Rating: Summary: Nick Darrow Is Back! Review: Nick Darrow, the psychic Anglican priest, was one of my favorite characters in the 6 novel Starbridge series so I was very glad to see Susan Howatch reprise him in his 40s in this novel. He was much younger in "Mystical Paths," which took place before his ordination. Howatch told the Starbridge stories with one narrator in first person for each of the Starbridge novels. With this one, she returns to a device she used in her "Cashelmara" and "Penmarric" days of having alternating characters tell the story in first person. Nick has a ministry of healing and deliverance using his psychic powers. Lewis Hall, his former spiritual director, now lives and works with him. The danger for Nick is in the temptation to become a Wonder Worker. This is where he becomes a charismatic Christian healer who works in pursuit of his own fame and glory rather than God's. This book also has more of a love story develop within it than some of the other Starbridge novels did and you see it develop from the main characters' points of view. Venetia reappears from the Starbridge series also and takes up with Lewis Hall. These characters all reappear in the novel which came after this one, "The High Flier," but they are no longer the leads in that novel.
Rating: Summary: A Tedious Installment in a Fascinating Series Review: The literary problem with this novel, which so many readers find so riveting, is its construction. The book is broken into five parts narrated by four different interconnected persons. While it is interesting to view events as through a prism, this technique wears thin in page after page of rambling prose. This novel would have been much stronger if it had been edited down. Much too much verbiage! Much too much wandering over the same territory! At one point I wondered why I kept plodding on. The answer is, you get hooked on these characters due to this surplice-ripping series as a whole. Despite several melodramatic moments, nothing much happens in this novel-- it could have been condensed into a fine short story.

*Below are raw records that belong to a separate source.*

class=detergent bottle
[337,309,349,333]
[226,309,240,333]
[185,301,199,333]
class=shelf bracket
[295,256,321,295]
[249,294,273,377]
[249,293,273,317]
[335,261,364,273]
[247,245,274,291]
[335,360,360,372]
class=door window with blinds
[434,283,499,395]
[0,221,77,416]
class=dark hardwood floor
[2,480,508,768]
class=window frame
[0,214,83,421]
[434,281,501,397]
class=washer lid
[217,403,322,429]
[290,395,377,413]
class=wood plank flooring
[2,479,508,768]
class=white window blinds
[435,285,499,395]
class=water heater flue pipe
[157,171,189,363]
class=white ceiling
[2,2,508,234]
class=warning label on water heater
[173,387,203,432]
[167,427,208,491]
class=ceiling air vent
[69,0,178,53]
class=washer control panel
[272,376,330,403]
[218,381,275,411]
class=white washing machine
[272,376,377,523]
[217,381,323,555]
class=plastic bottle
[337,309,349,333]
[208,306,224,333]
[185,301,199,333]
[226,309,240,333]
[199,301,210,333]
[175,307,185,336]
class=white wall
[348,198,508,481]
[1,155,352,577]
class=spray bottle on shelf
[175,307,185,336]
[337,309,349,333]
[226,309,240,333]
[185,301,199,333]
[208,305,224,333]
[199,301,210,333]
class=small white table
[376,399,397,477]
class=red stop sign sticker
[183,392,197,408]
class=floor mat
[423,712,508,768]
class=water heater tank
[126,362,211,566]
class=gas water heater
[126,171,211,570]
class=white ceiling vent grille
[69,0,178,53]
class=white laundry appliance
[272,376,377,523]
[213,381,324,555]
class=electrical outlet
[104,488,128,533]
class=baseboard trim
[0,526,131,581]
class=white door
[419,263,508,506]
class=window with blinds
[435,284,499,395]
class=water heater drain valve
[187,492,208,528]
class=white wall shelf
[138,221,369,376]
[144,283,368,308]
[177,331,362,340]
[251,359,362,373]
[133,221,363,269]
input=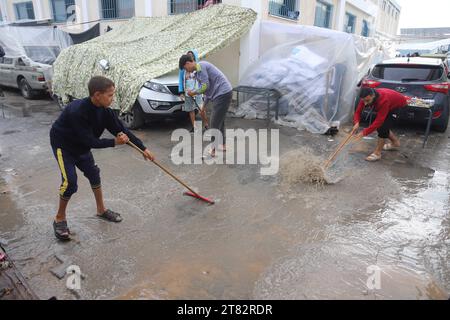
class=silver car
[0,55,51,99]
[120,72,187,129]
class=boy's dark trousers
[52,145,101,201]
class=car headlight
[144,81,172,94]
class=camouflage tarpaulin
[53,4,256,112]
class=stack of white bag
[234,23,394,134]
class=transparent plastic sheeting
[0,26,72,65]
[234,22,392,134]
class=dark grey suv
[361,57,450,132]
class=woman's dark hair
[178,54,194,70]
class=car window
[0,57,13,64]
[24,46,60,64]
[16,58,26,67]
[372,65,444,82]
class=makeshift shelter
[235,22,394,134]
[53,4,256,112]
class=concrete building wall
[0,0,401,37]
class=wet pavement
[0,91,450,299]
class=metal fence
[168,0,222,14]
[100,0,134,19]
[269,0,300,20]
[50,0,75,22]
[14,1,35,20]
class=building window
[361,20,370,37]
[344,12,356,33]
[269,0,300,20]
[50,0,75,22]
[100,0,134,19]
[314,1,333,28]
[14,1,35,20]
[168,0,222,14]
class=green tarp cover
[53,4,256,112]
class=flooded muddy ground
[0,91,450,299]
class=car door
[0,57,14,87]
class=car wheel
[120,103,145,130]
[432,105,449,132]
[19,78,34,99]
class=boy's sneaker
[53,221,70,241]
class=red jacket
[354,89,408,136]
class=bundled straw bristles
[280,148,330,186]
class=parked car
[0,55,50,99]
[361,57,450,132]
[120,72,187,129]
[53,72,188,129]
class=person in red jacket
[353,88,407,162]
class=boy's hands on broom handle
[115,132,130,146]
[116,132,155,161]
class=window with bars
[269,0,300,20]
[100,0,135,19]
[14,1,35,20]
[314,1,333,28]
[344,12,356,33]
[361,20,370,37]
[168,0,222,14]
[50,0,75,22]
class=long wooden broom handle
[324,128,356,169]
[127,141,199,196]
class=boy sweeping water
[50,77,154,240]
[178,50,208,133]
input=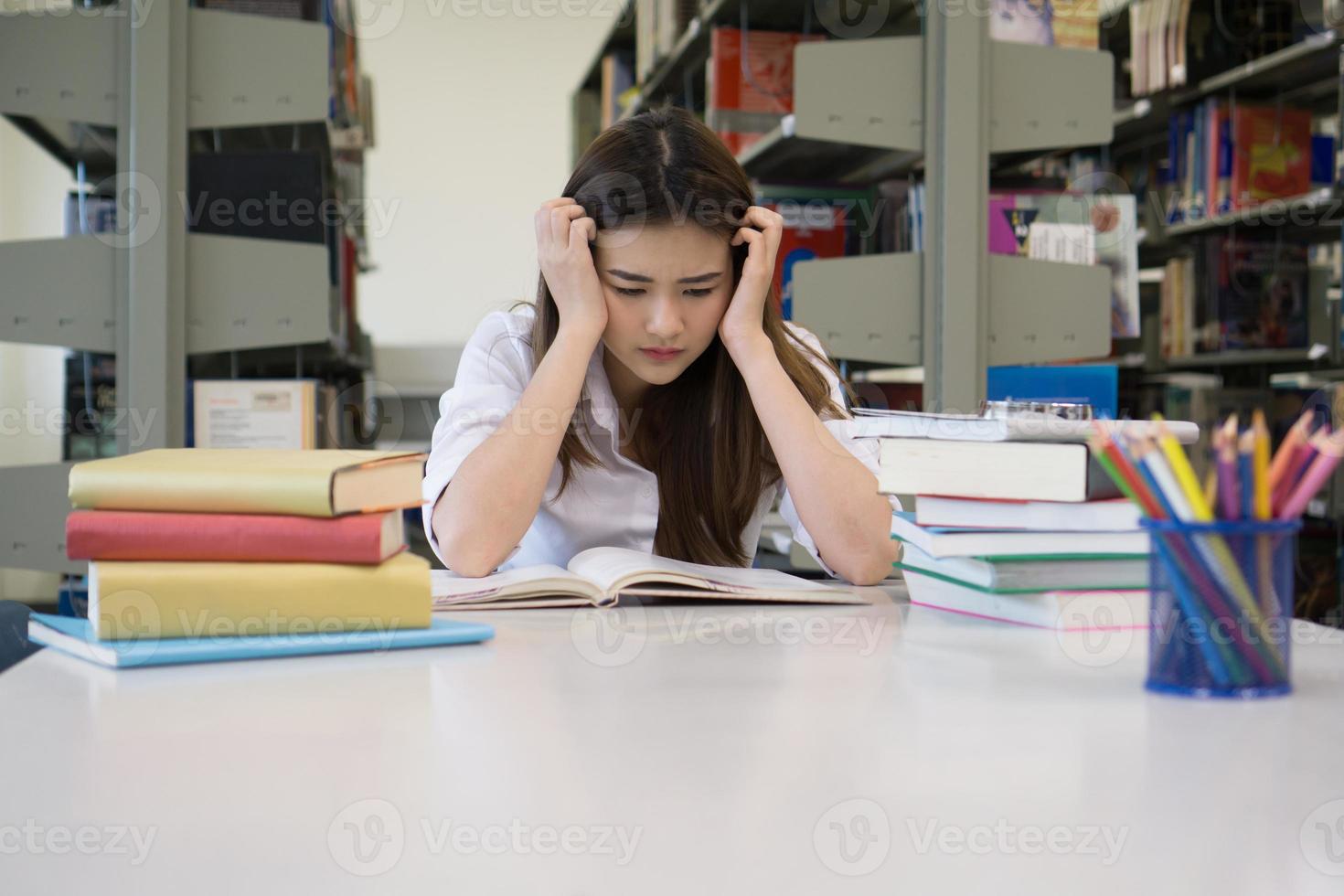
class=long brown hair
[521,105,847,566]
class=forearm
[730,338,896,584]
[432,329,597,576]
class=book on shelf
[28,613,495,669]
[89,552,430,641]
[1158,234,1329,357]
[601,49,638,131]
[188,379,323,449]
[987,191,1140,338]
[989,0,1101,49]
[755,184,876,320]
[852,407,1199,444]
[1167,97,1311,224]
[704,27,826,155]
[66,510,406,566]
[60,350,117,461]
[891,510,1147,558]
[915,495,1140,532]
[1112,0,1285,97]
[430,547,867,610]
[906,571,1150,632]
[896,542,1147,593]
[69,449,426,517]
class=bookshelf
[0,0,371,573]
[575,0,1113,410]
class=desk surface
[0,586,1344,896]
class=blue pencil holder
[1143,520,1302,698]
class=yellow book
[89,552,432,641]
[69,449,425,516]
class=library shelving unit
[575,0,1113,410]
[0,0,371,573]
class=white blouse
[422,306,901,578]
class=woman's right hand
[535,197,606,344]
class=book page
[430,563,603,606]
[570,548,844,599]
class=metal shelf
[987,255,1110,367]
[0,0,372,573]
[738,37,1113,184]
[793,252,923,366]
[187,8,331,128]
[1160,346,1329,369]
[738,115,922,184]
[0,462,89,575]
[621,0,917,120]
[0,237,117,352]
[187,234,334,353]
[577,0,635,90]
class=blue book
[28,613,495,669]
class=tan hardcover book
[69,449,425,516]
[89,552,430,641]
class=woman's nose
[648,297,681,338]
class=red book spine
[66,510,404,564]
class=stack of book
[66,449,430,642]
[856,411,1198,630]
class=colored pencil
[1252,409,1270,520]
[1278,430,1344,520]
[1236,430,1255,520]
[1269,411,1312,492]
[1216,416,1241,520]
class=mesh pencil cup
[1143,520,1302,698]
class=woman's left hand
[719,206,784,352]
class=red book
[1232,106,1312,208]
[706,28,827,155]
[66,510,406,566]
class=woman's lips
[640,348,686,361]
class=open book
[430,548,867,610]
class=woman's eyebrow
[606,267,723,283]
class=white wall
[358,0,621,347]
[0,118,74,599]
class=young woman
[423,108,899,584]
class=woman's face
[592,223,732,386]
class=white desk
[0,585,1344,896]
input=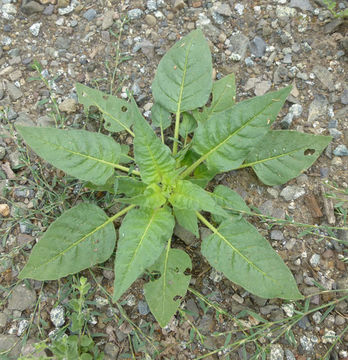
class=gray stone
[104,343,120,359]
[140,40,155,59]
[270,344,284,360]
[0,335,21,359]
[280,185,306,201]
[229,33,249,60]
[333,144,348,156]
[341,88,348,105]
[55,36,71,50]
[8,284,36,311]
[271,230,284,241]
[138,301,150,315]
[37,115,56,127]
[50,305,65,328]
[0,312,8,328]
[146,0,157,11]
[313,65,335,91]
[6,82,23,101]
[21,1,44,15]
[29,23,42,37]
[128,9,144,20]
[102,10,114,30]
[249,36,267,57]
[308,94,328,122]
[289,0,313,11]
[174,224,197,246]
[285,349,296,360]
[83,9,97,21]
[300,336,313,352]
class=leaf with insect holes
[173,207,199,238]
[243,130,332,186]
[134,109,176,184]
[201,216,303,300]
[144,242,192,327]
[113,207,174,301]
[193,74,236,121]
[152,30,213,113]
[19,203,116,280]
[75,83,133,132]
[16,125,121,185]
[151,103,172,130]
[193,87,291,172]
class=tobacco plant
[17,30,331,326]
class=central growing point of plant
[17,30,331,326]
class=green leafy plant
[17,30,331,326]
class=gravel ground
[0,0,348,360]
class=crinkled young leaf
[193,87,290,172]
[16,126,121,185]
[117,184,167,209]
[169,180,226,216]
[193,74,236,121]
[144,242,192,327]
[151,103,172,130]
[113,207,174,301]
[134,111,176,184]
[152,30,212,113]
[173,207,199,238]
[19,203,116,280]
[201,217,302,300]
[75,83,133,132]
[243,130,332,186]
[117,175,147,197]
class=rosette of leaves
[17,30,331,326]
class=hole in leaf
[184,268,192,275]
[304,149,315,156]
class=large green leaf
[117,184,167,209]
[169,180,226,216]
[201,217,302,300]
[243,130,332,185]
[152,30,212,113]
[193,87,290,172]
[151,103,172,130]
[75,83,133,132]
[193,74,236,121]
[113,208,174,301]
[134,110,176,184]
[144,242,192,327]
[19,203,116,280]
[173,207,199,238]
[16,126,121,185]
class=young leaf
[173,207,199,238]
[213,185,250,213]
[151,103,172,130]
[152,30,212,113]
[169,180,226,216]
[16,126,121,185]
[117,175,146,197]
[113,208,174,301]
[193,87,290,172]
[193,74,236,121]
[134,109,176,184]
[201,217,303,300]
[242,130,332,186]
[19,203,116,280]
[75,83,133,133]
[144,245,192,327]
[117,184,167,209]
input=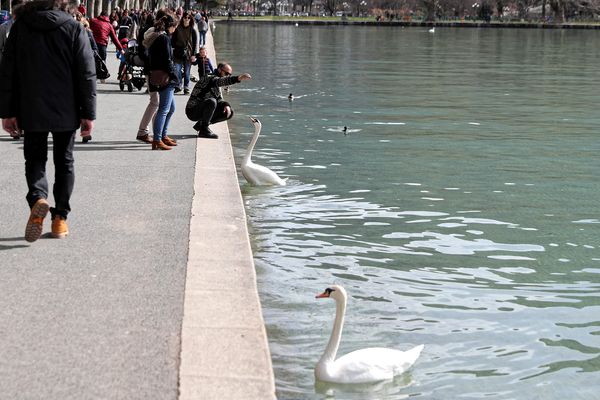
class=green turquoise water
[214,23,600,400]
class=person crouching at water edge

For a budding Howatch fan, I recommend "Glittering Images" or particularly the incredible potboiler "The High Flyer" over this book any day.
Rating: Summary: Another compelling story of spitiual struggle and intrigue Review: The Wonder Worker, by Susan Howatch, is another in her series about spiritual struggles within the Anglican clergy. It is not technically a "Starbridge" novel, because it takes place in London, but it does include many of the same group of characters, with a few additions. Nicholas Darrow, a psychic priest, faces a moral dilemma involving pride and the misuse of his gifts. Caught up in his healing ministry, he flounders, blunders, then regains his spiritual equilibrium with the help of an irascible colleague and a formidable Roman Catholic nun. The plot is similar, in respect to the spiritual path of the protagonist, to the others in the Starbridge series. The reader need not have read the others in the Starbridge series to enjoy the latest work. However, readers will want to explore the previous Starbridge novels after reading The Wonder Worker. Spiced with intrigue and a particularly nasty bout with demons, the novel entertains and engages as it leads to the surprising denouement.